A 6-month term works out to roughly 130 business days, depending on the calendar year and number of federal holidays. Lenders typically round to a standard number (often 130 or 132 days) when calculating the daily ACH at funding.
Can the daily ACH amount change after funding?
For MCAs, the answer is yes if the contract includes reconciliation provisions and your revenue has dropped meaningfully. For most short-term loans, the daily ACH is fixed for the life of the loan unless you refinance or restructure.
Do daily ACH payments include weekends?
No. Daily ACH typically runs Monday through Friday only, skipping weekends and federal holidays. The withdrawal posts when banks process business-day transactions.
What happens if my account doesn’t have enough money to cover a daily ACH payment?

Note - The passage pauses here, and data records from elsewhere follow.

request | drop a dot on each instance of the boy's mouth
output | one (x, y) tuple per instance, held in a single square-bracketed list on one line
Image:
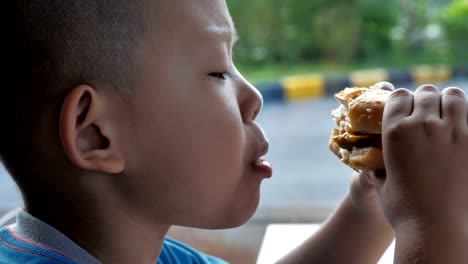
[(263, 167)]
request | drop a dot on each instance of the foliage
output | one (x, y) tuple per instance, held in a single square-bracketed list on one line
[(455, 22)]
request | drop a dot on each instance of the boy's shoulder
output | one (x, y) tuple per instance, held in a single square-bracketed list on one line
[(174, 251), (15, 250)]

You’ll likely incur an NSF fee from your bank and a returned-payment fee from the lender. Repeated failed payments can trigger default provisions in the contract. If you anticipate a shortfall, contact the lender before the payment runs.

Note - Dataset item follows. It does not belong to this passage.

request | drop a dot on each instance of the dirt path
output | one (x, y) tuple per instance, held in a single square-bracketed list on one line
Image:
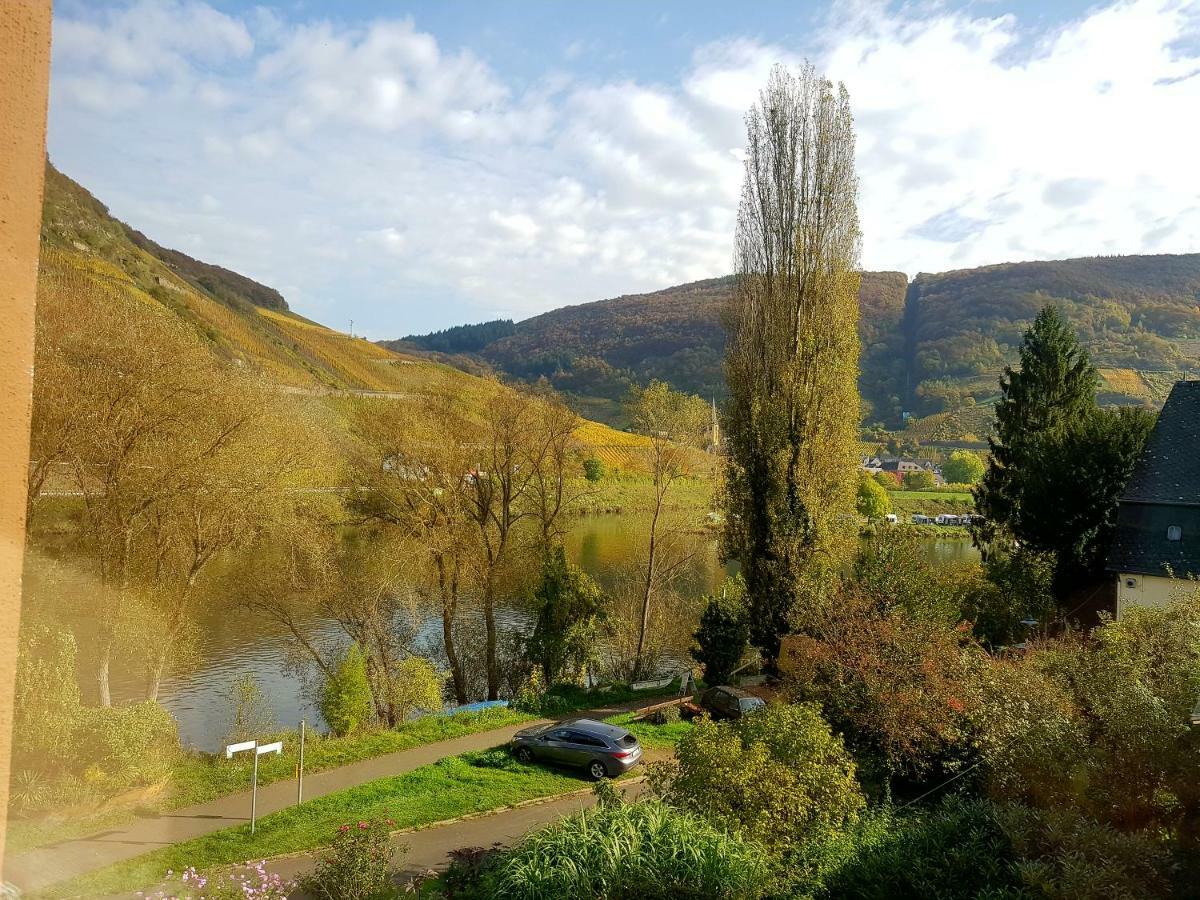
[(66, 859)]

Is the daily ACH the same as my factor rate?
No. The factor rate is a multiplier (like 1.30) that determines your total payback. The daily ACH is the dollar amount withdrawn each business day to repay that total over the term.
Can I pay off a daily ACH advance early?
For MCAs, early payoff is usually possible but doesn’t reduce the total amount owed. The factor rate is fixed regardless of how quickly you repay. Some short-term loans charge prepayment penalties, while others let you save on interest by paying early. Check your specific agreement.